Last month, after Walker announced he was pursuing Medicaid expansion unilaterally, Hawker said the move was "fully and completely within his constitutional and statutory authority."
The governor is seeking to expand Medicaid using an established committee process that allows lawmakers to make recommendations on — but not to block — the state's receipt of federal money.
Under the ACA, the costs of Medicaid expansion are paid entirely by the federal government through 2016 before scaling back to 90 percent by 2020.
The Legislature is challenging Walker's move based on a provision in Alaska statute that requires legislative approval before Medicaid coverage can be offered to people whose care is not required under federal law.

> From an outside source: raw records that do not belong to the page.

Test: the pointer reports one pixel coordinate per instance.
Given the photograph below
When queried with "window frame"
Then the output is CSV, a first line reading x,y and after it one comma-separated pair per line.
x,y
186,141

The version of "Obamacare" passed by Congress required states to expand Medicaid to cover low-income Americans, who can otherwise face steep health care costs without the subsidies that the legislation offers to individuals with higher incomes.
As written, the law would have revoked all federal Medicaid funding for states that didn't go through with the expansion. But the U.S. Supreme Court said in 2012 that the threat of revoking the money was unconstitutional and coercive.
The ruling created ambiguity for Alaskan policymakers and legal experts: If Medicaid expansion is technically required under the ACA, but the Supreme Court has ruled the federal government can't enforce the requirement by revoking money from states that don't comply, does that make the newly eligible people under Walker's proposed expansion an optional group that requires legislative approval?
Walker, citing a memorandum from Attorney General Craig Richards, says no. The Republican lawmakers that support the lawsuit say yes and argue the governor is circumventing their authority.
An initial filing in the Legislature's lawsuit is expected next week.
Correction: An earlier version of this story incorrectly reported that the Legislature did not take up the issue of Medicaid expansion during its two special sessions earlier this year. In fact, lawmakers held hearings on the topic in May, though they did not take a vote.